Hexoskin, one of the early players in the quest to bring smart clothing to the masses, is launching its Astroskin smart garment that can track a user's vitals including heart rate and blood pressure.
The garment, which is made up of an upper body shirt and headband, has previously been used in a bunch of studies and evaluations to measure vitals like sleep activity. Built in partnership with the Canadian Space Agency, the Astroskin is based on the Bio-Monitor that Hexoskin built to monitor astroanuts' health in space.
Essential reading: The biggest benefits of smart clothing
The setup is able to continuously monitor blood oxygen levels, blood pressure, activity levels, ECG, HRV, breathing rate and skin temperature. That data is tracked in real-time for 48 hours. There's also an iOS app and the company's custom software to review the data.

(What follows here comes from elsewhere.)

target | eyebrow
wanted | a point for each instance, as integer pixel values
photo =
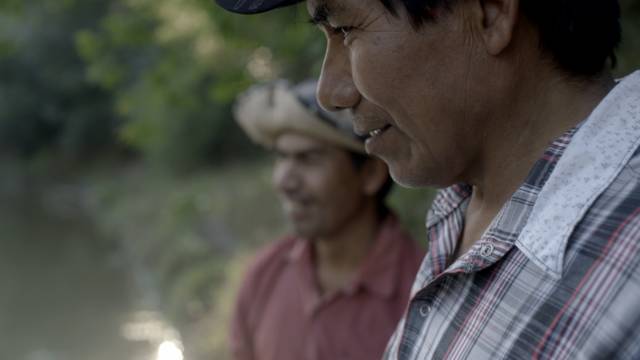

Now it's taking that astronaut-friendly tech and is making it available to be used for health research and by organisations in the pharmaceutical and military and defense space.
Hexoskin has been working on smart clothing since 2006 and successfully crowdfunded its sports clothing range back in 2013 that's capable of monitoring breathing rate, heart rate, track activity and sleep. The Hexoskin Smart, which is currently available for anyone to buy, works with a host of third party apps and accessories including the Apple Watch. The onboard sensors measure heart rate, heart rate recovery and measure running metrics like cadence and stride.
Unlike the Smart, Astroskin is clearly aimed at serious health monitoring and should help get people more used to wearing smart garments. We're still waiting for that big smart clothing explosion, and the analysts keep on telling us it's going to happen. Hexoskin will surely be hoping it can play its part to make this happen.